Over the course of the next few months, I made several attempts at cake pops and cake balls with varying success. The biggest issue I had came with dipping the cake in candy coating. Candy coating is a cocoa butter based dipping ingredient with a chocolate-like consistency (emphasis on the "like"). I hate this stuff. It's sickly sweet (and not in a good, chocolatey way, but in a bad artificial kind of way) with a thick, overly viscous texture. It's also extremely difficult to work with. Even thinning it down with shortening, vegetable oil or paramount crystals cannot make this product enjoyable to me. However, I seem to be in the minority when it comes to appreciation for candy coating as a tasty sweet treat. So I suck it up and continue to work with it for several of my projects.
I hadn't attempted cake pops in some time, but I got a sudden craving for cake this week, so I decided I was ready to try again. I went for cupcake pops this time.
Cake Stats:
Cake Pop: chocolate cake with cream cheese frosting, shaped into cupcakes and placed on sticks
Decoration: candy coating in light cocoa, pink, blue and purple with sprinkles (jimmies and non-pareils) and M&Ms (in dark pink and aqua)
I followed the basic method for making cupcake pops in Angie Dudley's book. The basic instructions can be found here on Bakerella.com.
Whenever I make chocolate cake, I only use one recipe. It's actually the one that's printed on the back of Hershey's unsweetened cocoa. It's also on the Hershey website here (minus the frosting). This cake is extremely moist with a rich, chocolatey flavor. It's the best chocolate cake recipe I've ever tried.
To achieve the cupcake shape for these pops, the bottom half of the cake ball is pressed in a miniature cookie cutter. Dudley recommends a 1 1/4" diameter flower shaped cutter (you can also use a fluted petit four cutter, but it is more difficult). My cutter came in a set of Wilton mini Easter cookie cutters, which may be tough to find year round. Luckily, the flower cutter is also available in the Wilton romantic mini cookie cutter set, which you can find at basically any Michael's store.
Based on the images in Dudley's book, it appears that she shapes the "cupcake" while holding the cookie cutter in one had and pressing the cake ball in with the other. Using this method, I found it rather difficult to get a nice mounded top for the "cupcake". Instead, after pressing the lower portion of cake into the cutter, I placed it on the table top (on a sheet of parchment) and basically flattened the remaining exposed cake with my palm to create a nice mound.

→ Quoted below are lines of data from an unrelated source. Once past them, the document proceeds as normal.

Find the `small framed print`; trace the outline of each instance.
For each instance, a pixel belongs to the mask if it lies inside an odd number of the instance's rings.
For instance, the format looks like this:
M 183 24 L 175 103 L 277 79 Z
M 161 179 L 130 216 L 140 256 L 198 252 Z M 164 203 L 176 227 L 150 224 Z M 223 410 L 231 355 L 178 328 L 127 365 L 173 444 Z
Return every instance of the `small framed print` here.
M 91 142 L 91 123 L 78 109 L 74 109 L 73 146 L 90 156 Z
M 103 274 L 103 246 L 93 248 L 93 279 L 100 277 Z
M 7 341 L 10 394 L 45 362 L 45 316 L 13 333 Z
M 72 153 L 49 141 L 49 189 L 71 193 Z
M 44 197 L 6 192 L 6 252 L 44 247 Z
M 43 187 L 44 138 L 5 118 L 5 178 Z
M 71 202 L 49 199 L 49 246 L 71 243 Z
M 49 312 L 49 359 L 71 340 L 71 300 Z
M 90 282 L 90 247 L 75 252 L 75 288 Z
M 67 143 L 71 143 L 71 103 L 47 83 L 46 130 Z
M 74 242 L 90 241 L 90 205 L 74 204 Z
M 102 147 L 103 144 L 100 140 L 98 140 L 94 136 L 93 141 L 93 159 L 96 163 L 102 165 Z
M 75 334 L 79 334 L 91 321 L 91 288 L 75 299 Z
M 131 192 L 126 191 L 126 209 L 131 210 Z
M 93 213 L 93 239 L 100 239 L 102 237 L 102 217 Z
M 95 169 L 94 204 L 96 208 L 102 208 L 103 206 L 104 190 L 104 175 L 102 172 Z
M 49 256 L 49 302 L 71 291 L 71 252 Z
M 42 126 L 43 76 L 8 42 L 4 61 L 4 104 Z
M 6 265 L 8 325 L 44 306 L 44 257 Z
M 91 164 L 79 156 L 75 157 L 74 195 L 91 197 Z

Bottom Line: These cupcake pops are quite cute and fun to eat (I mean isn't anything on a stick more fun to eat? Wait, don't answer that). In terms of flavor, they aren't my favorite (see my diatribe on candy coating above), but their looks make up for it (partially).
Daily Monku: I made a stop at the M&Ms store in Times Square recently to buy some fun colored M&Ms for the cupcake pops, and I couldn't believe the horrible, tacky crap they sell there. Are you really going to buy an M&Ms bathrobe? And wear it with your M&Ms pajamas and M&Ms underwear? Are you going to drink from an M&Ms coffee mug (okay, I'll give you that one, maybe)? But dinner plates? Really? This store reeks of Affluenza.